Firstly, we must remember why the Charter and its principles exist in the first place, and what they are trying to achieve. Then we must also remember that principles, in this context, are a foundation for a system of belief or behaviour. They are not a how-to guide, but rather a guiding light.

Why do we have the Charter Principles?

So, why do we have the Charter principles? The Charter was developed within a broad participatory process which actively engaged governments and civil society from around the world (read more about its history…)

They Principles were developed

“to represent a globally-agreed set of aspirational norms for how to publish data”.

Through these norms it is hoped that governments around the world will be encouraged to be more open and transparent, and be supported by a community of peers striving for the same.

Why are we all striving for openness and transparency? For a number of reasons. For many the first reason to come to mind is to combat corruption through transparency and accountability. This is extremely important in itself, and for any government that is genuine about serving its people, open data and information is one of the best tools to build the trust of civil society in them.

There is more to being an open government through open data though, and it’s through the way it can enable more participation at different levels. For a start, open data can lead to civil society being more informed and able to contribute more effectively in government decisions.

Another way open data can lead to more participation is through data about government activity. For example, policy consultations, petitions, select committee hearings, and readings of bills in parliament are all government activities where civil society can participate but most people don’t because they don’t know when something they are concerned about is being worked on. If someone could register what topics they are interested in (such as early childhood education, climate change etc.) then data released about these activities would enable tools to be developed to alert people when they can get involved with something they are interested in.

However, the real power of open government is realised when government and civil society can collaborate on solving problems together. Open government data — whether aggregated statistical data, real time sensor feeds, location of community facilities and infrastructure, registers of government services etc. — is a significant component to enable private businesses, community groups and individuals to work together with governments to analyse problems and build solutions.

The Charter Principles and AI

Photo by Alex Knight on Unsplash

So, now that we have a good sense of the purpose of the Charter principles, we can explore more the scope of what they should cover. When it comes to the discussions around open data and artificial intelligence, its key to remember that the principles are to support “how to publish data”. They are not meant to influence how data is used in AI.

Once you get into trying to be a guide for good use of open data, where would you stop? Complex algorithms for decision making or prediction are just one use of data. Every day, data is being used in a multitude of ways through many different mechanisms such as mobile apps, web services, research, advocacy etc. Is it really the role of the Charter to influence all these domains?

There are ways to influence data use behaviour through focussing on publishing practice. The principles already address privacy concerns, whether strongly enough is currently being debated in the Charter refresh process, but it is appropriate to do so.

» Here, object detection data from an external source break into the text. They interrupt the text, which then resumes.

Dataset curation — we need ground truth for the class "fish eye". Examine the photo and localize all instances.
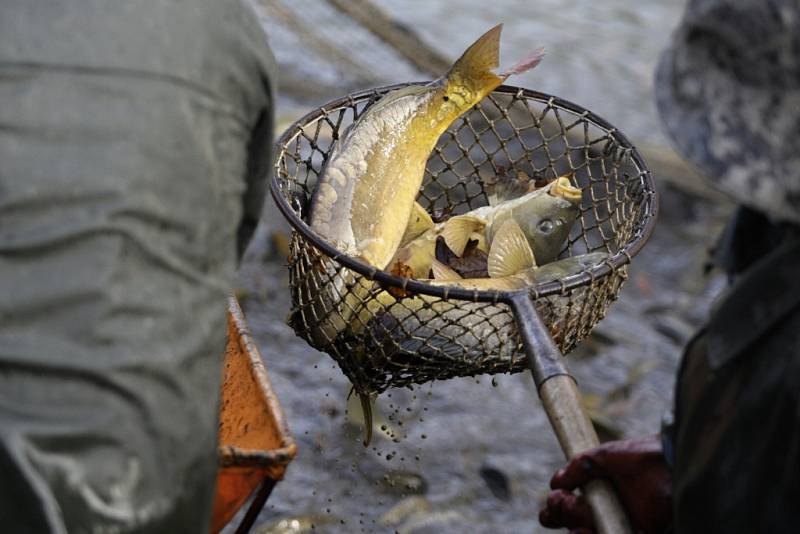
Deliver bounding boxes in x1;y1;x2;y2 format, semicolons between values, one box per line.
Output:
536;219;555;234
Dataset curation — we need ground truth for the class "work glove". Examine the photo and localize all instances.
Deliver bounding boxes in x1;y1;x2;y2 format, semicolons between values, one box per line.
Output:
539;435;672;534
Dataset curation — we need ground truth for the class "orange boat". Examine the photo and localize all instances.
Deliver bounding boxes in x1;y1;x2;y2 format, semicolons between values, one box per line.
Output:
211;297;297;534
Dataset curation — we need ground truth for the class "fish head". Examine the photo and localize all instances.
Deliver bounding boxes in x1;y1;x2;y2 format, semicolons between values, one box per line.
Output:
506;176;581;265
434;24;503;124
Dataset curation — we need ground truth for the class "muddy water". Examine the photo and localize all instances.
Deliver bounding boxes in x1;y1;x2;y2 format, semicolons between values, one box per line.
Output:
385;0;685;144
222;0;736;534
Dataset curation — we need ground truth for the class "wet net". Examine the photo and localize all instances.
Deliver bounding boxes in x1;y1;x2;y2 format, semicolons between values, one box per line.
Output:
272;86;657;393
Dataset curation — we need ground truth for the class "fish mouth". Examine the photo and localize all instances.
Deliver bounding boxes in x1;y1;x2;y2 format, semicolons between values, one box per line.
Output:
550;176;583;203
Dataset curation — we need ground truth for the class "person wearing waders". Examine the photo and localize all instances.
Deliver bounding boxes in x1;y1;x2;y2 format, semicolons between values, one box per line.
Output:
0;0;274;534
540;0;800;534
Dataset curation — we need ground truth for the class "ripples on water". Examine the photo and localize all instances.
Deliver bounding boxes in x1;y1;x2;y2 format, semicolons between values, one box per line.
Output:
383;0;685;144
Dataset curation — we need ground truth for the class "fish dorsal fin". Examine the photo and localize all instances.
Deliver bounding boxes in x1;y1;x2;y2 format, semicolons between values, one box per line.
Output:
441;215;486;257
431;259;461;280
500;47;544;80
487;219;536;278
447;24;503;86
400;202;435;246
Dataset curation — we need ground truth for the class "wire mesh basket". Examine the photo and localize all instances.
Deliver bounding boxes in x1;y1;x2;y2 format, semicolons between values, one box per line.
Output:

By ensuring individuals’ right to privacy through appropriate methods to prevent the re-identification before publishing, we are ensuring people don’t reuse data in a way that breaches privacy.

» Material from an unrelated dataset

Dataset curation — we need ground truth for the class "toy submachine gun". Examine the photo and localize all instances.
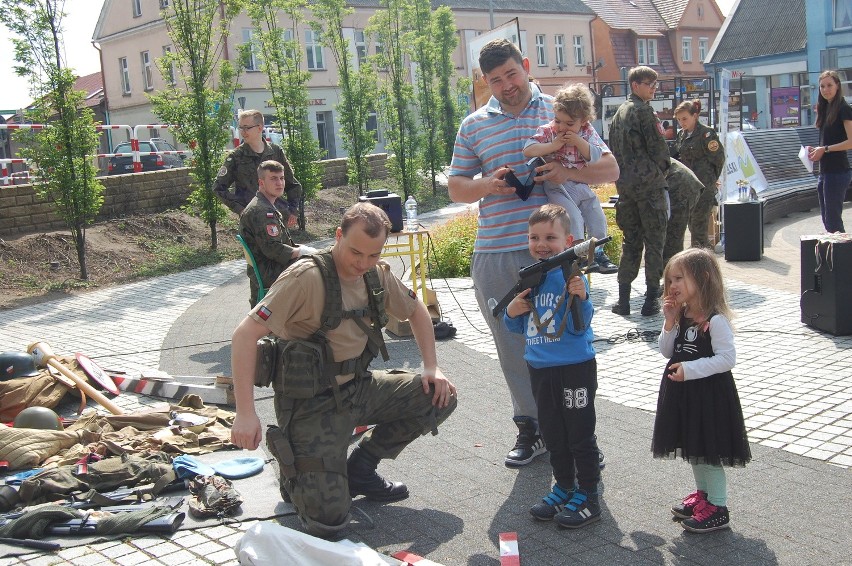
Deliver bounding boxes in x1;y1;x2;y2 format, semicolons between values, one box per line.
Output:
491;236;612;331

When it comes specifically to the use of data in algorithms, there is a mechanism through publishing data that can influence the transparency of data reused in this way. The mechanism is “attribution” in open licensing, for Creative Commons Attribution (CC BY 4.0).

Attribution requires the user of data to acknowledge where the data (or other content) came from and to indicate if any changes were made. So by publishing data under a licence requiring attribution, we are requiring (legally) that the builder of the algorithm acknowledge where the data they are using came from. So, when a set of algorithms are making decisions about people, there is at least the opportunity to examine the open data that is used and test whether the dataset is fit for this purpose.

The transparent and ethical use of data discussion is not only occurring within the Charter refresh, but also amongst a growing number of AI forums around the world, and some governments agencies and forums are already collaborating to address this issue themselves. For example, Stats NZ and the New Zealand Privacy Commission have jointly published Principles for the safe and effective use of data and analytics and the Data Ethics Framework in the UK.

In conclusion

The Charter was established to be a guiding light for governments and other organisations, and to encourage more proactive publication of safe, quality data. The Charter can also influence some behaviour of those that reuse data through the way its members publish data.

There is a danger in trying to develop principles for all facets of data in one place. The purpose of the Charter is about proactive, safe release of data and all the benefits that brings. Let’s focus on that and do it well. Let’s do our part and create the opportunity for great works to be done with data.